Ecco allora che Morandini assume come bagaglio genetico della propria costruzione pochissimi
elementi, e persino nell’aspetto dinamico per passare da un pattern bidimensionale a uno
tridimensionale si limita tendenzialmente alla “progressione” e alla “torsione”. Per la creazione di
un sistema percettivo completo e autonomo – i francesi, con Gilles Deleuze, direbbero
“dispositivo” – la sfida di Morandini è quella di utilizzare solo il “minimo comun denominatore”, il
numero minimo di elementi, oltre il quale la costruzione diventa impossibile: egli ci riesce sia nella
bidimensionalità che nell’aspetto plastico, rispettando alla lettere le regole del gioco che ha
costruito lui stesso.

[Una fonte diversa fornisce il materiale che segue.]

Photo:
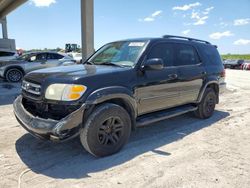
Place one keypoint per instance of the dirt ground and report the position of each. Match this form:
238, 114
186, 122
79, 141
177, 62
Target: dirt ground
179, 152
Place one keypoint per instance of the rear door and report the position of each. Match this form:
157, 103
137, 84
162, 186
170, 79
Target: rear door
158, 89
191, 72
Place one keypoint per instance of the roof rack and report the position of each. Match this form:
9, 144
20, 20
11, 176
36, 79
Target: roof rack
187, 38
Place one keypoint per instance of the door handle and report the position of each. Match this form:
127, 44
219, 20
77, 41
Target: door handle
172, 76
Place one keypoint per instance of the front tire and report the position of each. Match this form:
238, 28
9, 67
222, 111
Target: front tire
14, 75
207, 105
106, 131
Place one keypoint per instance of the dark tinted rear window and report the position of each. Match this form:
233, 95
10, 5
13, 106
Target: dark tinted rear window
6, 54
185, 55
164, 51
212, 55
54, 56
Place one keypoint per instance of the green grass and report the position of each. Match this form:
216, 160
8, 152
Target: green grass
236, 56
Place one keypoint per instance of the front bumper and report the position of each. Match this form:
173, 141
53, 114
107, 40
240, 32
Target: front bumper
49, 129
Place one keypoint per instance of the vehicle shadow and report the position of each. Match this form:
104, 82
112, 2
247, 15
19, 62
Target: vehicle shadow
70, 160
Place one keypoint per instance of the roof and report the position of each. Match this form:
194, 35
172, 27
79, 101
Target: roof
169, 38
7, 6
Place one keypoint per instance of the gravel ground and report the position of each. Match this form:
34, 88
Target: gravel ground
179, 152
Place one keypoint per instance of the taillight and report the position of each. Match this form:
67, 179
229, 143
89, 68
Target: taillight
223, 73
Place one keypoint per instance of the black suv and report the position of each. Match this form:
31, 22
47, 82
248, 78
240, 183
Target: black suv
124, 85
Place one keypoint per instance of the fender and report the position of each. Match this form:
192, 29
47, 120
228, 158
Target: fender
211, 80
113, 92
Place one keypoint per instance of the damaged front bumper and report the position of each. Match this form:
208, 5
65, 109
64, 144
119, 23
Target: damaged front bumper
49, 129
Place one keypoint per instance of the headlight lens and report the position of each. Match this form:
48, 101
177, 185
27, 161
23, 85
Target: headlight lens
65, 92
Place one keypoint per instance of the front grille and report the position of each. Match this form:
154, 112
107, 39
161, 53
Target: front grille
31, 88
47, 110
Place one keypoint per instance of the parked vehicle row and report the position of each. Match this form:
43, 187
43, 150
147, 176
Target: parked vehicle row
124, 85
14, 69
7, 54
232, 63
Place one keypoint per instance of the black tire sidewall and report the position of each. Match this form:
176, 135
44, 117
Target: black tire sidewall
209, 93
8, 72
89, 134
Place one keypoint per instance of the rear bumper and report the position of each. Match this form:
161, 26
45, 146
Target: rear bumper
49, 129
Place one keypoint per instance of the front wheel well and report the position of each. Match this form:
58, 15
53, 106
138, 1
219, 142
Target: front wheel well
118, 101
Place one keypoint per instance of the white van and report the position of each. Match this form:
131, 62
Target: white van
7, 54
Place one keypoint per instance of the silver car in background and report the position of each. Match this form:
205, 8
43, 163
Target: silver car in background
14, 70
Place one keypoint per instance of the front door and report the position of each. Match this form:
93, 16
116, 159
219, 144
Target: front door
158, 89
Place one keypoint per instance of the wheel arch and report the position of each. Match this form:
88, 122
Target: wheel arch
115, 95
214, 84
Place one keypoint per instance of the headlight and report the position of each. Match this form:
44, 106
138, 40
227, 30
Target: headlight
65, 92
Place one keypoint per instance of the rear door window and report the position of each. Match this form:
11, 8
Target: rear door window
52, 56
6, 54
185, 55
212, 55
164, 51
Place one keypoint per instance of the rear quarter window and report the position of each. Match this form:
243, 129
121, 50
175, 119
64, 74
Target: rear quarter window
212, 55
6, 54
185, 55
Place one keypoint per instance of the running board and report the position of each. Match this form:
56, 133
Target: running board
162, 115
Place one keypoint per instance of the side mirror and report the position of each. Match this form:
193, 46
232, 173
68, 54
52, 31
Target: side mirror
153, 64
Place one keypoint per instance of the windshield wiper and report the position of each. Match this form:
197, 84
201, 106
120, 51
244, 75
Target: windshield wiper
111, 64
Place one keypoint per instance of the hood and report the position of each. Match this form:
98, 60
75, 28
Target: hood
10, 62
68, 74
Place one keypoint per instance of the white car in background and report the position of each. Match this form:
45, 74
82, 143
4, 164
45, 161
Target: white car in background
76, 56
7, 54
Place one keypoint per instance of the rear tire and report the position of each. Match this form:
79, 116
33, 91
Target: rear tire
106, 130
14, 75
207, 105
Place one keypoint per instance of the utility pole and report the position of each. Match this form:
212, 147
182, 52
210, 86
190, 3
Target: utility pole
87, 20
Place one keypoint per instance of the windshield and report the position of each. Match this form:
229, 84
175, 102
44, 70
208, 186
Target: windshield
23, 57
123, 53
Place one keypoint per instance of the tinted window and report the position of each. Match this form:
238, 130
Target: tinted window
54, 56
6, 54
124, 53
41, 57
212, 55
185, 55
164, 51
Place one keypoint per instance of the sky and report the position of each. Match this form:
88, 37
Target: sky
42, 24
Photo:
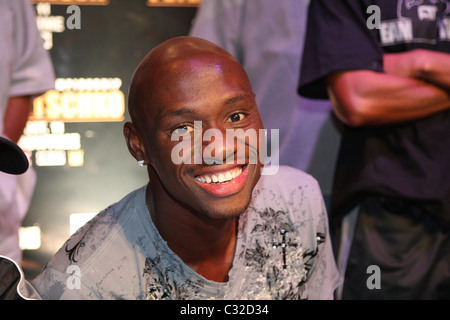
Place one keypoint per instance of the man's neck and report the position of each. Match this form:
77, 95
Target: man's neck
204, 244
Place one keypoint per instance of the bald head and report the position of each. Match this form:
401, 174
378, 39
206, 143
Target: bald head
172, 62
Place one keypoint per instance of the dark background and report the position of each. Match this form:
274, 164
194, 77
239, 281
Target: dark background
112, 41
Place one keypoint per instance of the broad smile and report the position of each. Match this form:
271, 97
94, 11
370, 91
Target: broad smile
224, 182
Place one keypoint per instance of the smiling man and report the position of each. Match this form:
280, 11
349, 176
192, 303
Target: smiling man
216, 229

E proprio nel pensare al “gioco” – che è cosa ben diversa dal divertimento di
cui si parlava sopra … - si comprende la portata ideale della sua ricerca, perché il gioco è un
sistema chiuso in se stesso e perfetto nelle sue regole ( il poker batterà sempre il full … ) che non
ha neppure bisogno di realtà normative esterne: forzando i concetti delle neoavanguardie ottiche
e cinetiche, quasi si potrebbe affermare che in Morandini lo sguardo dell’osservatore potrebbe
anche essere superfluo di fronte alla concretezza chiusa in se stessa come una monade, delle
forme perfette costruite secondo le “regole del gioco”.

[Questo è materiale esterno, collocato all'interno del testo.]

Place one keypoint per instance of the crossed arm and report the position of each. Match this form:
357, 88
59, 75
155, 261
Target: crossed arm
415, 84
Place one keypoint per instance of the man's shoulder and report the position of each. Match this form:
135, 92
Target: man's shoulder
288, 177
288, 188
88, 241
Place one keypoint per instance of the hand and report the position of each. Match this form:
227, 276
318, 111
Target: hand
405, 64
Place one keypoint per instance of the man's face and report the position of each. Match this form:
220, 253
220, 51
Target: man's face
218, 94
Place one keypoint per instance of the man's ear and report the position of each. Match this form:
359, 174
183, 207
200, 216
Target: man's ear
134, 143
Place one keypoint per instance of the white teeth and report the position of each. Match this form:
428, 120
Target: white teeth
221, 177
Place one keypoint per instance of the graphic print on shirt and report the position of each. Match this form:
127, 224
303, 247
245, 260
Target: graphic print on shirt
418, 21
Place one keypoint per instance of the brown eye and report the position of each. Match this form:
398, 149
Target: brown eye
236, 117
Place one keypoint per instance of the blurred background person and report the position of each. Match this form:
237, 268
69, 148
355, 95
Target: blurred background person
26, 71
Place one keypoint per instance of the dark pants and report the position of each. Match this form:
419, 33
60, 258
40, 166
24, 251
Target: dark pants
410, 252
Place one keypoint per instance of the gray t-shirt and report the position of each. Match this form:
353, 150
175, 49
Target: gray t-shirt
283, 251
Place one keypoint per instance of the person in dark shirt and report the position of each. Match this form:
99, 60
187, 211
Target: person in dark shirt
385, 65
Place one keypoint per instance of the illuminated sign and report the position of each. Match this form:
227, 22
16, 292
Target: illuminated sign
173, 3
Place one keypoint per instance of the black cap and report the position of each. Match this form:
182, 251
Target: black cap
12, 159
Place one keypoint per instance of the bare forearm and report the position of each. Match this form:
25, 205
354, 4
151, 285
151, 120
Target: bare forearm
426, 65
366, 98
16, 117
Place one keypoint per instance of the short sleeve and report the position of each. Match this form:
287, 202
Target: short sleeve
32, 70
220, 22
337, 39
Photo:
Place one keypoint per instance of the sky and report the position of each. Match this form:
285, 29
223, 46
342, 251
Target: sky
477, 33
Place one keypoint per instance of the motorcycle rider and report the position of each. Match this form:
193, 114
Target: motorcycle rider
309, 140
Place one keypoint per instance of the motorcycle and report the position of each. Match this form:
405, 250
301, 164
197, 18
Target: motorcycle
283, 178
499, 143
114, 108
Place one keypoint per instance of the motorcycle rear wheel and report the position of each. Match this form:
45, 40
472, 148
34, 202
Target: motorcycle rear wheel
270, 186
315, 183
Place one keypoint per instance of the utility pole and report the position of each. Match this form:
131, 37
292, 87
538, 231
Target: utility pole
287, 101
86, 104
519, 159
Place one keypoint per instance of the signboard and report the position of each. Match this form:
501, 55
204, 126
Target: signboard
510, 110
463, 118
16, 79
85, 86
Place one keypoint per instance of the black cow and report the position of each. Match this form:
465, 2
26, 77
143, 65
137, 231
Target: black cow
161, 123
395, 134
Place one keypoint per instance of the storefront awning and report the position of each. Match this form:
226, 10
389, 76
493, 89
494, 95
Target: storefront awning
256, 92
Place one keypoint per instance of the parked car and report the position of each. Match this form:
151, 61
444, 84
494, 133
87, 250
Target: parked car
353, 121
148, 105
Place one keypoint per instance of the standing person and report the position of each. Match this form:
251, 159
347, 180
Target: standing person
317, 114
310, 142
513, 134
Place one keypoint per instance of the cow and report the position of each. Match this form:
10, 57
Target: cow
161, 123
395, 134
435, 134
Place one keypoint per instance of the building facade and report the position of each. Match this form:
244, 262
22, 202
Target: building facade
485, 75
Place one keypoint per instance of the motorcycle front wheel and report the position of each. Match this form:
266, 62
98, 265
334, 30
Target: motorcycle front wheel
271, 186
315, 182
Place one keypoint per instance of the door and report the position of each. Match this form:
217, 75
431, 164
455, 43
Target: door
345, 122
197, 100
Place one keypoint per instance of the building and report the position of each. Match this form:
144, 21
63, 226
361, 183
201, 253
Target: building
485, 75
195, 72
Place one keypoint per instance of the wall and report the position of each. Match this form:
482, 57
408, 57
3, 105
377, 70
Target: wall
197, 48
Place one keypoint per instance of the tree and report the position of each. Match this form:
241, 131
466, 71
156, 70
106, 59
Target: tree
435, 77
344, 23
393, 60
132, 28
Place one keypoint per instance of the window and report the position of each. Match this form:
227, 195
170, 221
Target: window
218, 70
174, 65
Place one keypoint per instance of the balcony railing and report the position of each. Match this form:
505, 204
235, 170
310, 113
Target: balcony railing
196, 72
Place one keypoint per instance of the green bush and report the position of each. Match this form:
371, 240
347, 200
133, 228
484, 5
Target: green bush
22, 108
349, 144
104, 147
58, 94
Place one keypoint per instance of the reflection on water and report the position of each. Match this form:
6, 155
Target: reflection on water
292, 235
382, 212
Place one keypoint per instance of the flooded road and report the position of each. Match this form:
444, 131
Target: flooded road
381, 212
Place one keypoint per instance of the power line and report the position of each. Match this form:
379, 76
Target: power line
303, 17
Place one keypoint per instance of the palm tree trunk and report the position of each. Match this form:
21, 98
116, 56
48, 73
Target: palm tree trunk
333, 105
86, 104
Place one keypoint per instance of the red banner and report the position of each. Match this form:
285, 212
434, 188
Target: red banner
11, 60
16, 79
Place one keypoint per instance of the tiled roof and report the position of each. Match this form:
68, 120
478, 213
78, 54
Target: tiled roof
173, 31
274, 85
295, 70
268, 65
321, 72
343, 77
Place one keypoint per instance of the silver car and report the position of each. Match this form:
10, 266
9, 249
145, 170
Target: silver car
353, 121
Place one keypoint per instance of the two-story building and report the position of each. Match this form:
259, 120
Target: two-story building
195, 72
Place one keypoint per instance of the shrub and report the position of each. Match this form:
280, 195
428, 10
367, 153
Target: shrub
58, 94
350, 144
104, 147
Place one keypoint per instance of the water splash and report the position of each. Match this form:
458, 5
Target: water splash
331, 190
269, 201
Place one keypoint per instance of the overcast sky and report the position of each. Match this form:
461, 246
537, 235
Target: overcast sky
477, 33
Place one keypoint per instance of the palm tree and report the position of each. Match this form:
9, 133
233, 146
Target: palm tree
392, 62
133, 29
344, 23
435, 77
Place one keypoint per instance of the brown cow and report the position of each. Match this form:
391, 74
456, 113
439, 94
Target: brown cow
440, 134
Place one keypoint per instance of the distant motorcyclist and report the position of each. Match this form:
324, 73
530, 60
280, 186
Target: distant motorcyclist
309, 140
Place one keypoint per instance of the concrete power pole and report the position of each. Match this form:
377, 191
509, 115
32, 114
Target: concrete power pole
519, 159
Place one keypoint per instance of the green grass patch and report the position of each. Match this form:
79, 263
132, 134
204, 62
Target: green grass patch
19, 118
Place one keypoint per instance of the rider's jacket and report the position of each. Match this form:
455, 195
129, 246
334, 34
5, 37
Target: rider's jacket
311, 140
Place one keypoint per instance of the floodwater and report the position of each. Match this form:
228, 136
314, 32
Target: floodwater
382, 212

Se così fosse, si acuirebbe ancor più l’aspetto immanente e silenzioso – silenzioso significa qui che
non ha alcun bisogno di parlare metaforicamente con nessuno, che “basta a se stesso”, e così, tra
l’altro, si giustifica appieno il titolo che lo stesso artista ha dato alla mostra del 2016 alla Galleria
Arena Studio d’Arte di Verona Fiere forme silenti! – del suo lavoro, a scapito del versante sociale e
collettivo della ricerca, ma crediamo proprio che questa interpretazione non gli dispiaccia.